Moscovo desmente ter informações sensíveis sobre Trump

Porta-voz do Kremlin garante que dossier sobre Trump é "disparate total"

O Kremlin garantiu esta quarta-feira que não tem qualquer material comprometedor sobre Donald Trump, o presidente eleito dos Estados Unidos, ou sobre a democrata Hillary Clinton, que Trump derrotou na corrida à Casa Branca.

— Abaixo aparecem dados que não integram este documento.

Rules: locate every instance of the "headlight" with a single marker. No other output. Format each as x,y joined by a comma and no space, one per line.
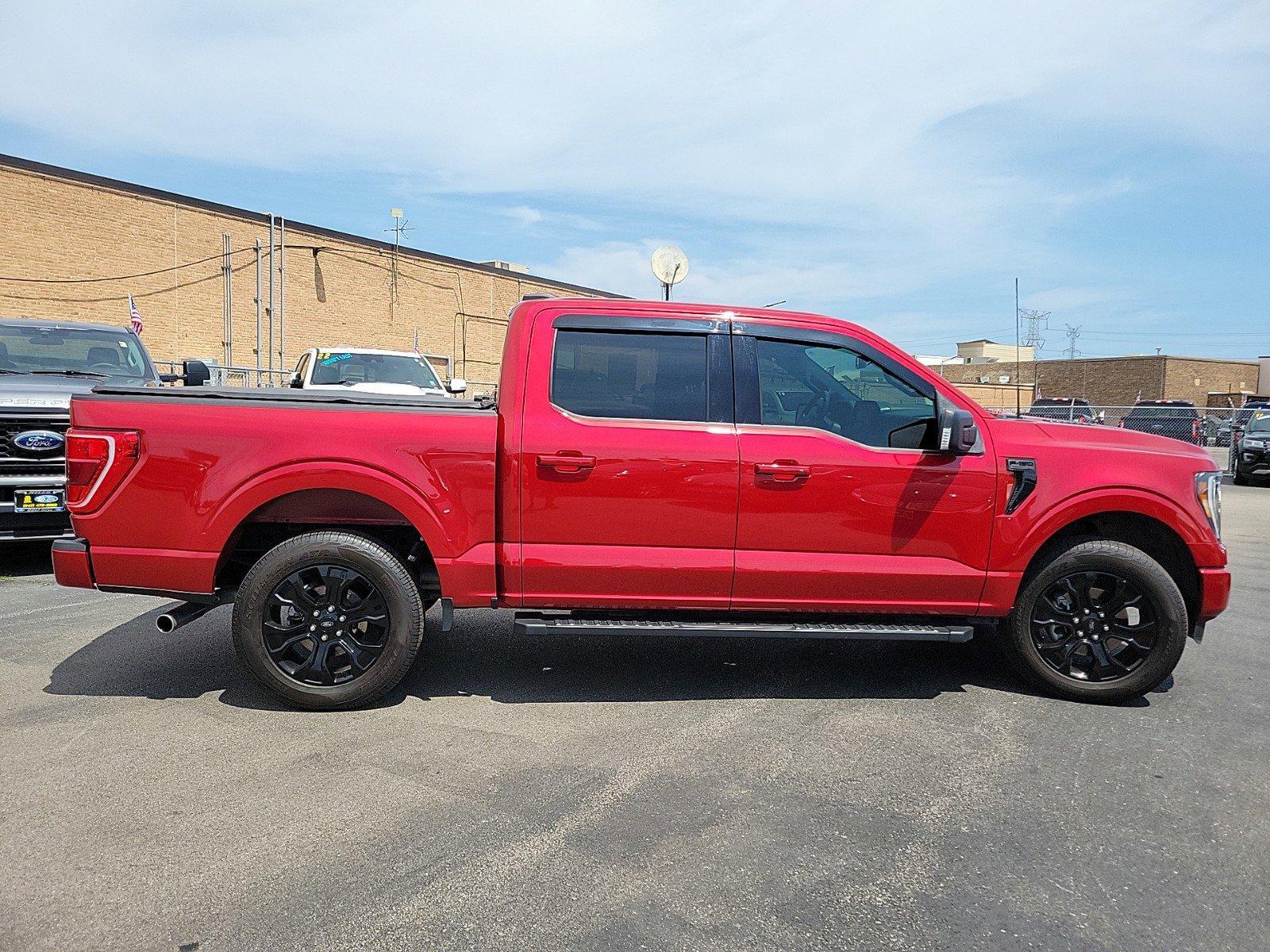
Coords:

E referiu que a existência de um eventual dossier com informações sensíveis sobre os dois norte-americanos é um "disparate total".

Segundo Dmitry Peskov, porta-voz do Kremlin, o dossier é falso e foi inventado para causar mais dano nas relações bilaterais entre Rússia e Estados Unidos, que têm vindo a degradar-se nas últimas semanas na sequência da alegada interferência informática russa nas presidenciais dos EUA. Recorde-se que Barack Obama, presidente ainda em funções, expulsou mais de 30 funcionários diplomáticos russos por terem prejudicado "os interesses dos Estados Unidos".

Na terça-feira, um responsável norte-americano disse à AP que os serviços secretos tinham informado Trump sobre um relatório não comprovado de que a Rússia tinha obtido informação pessoal e financeira comprometedora sobre o Presidente eleito dos Estados Unidos.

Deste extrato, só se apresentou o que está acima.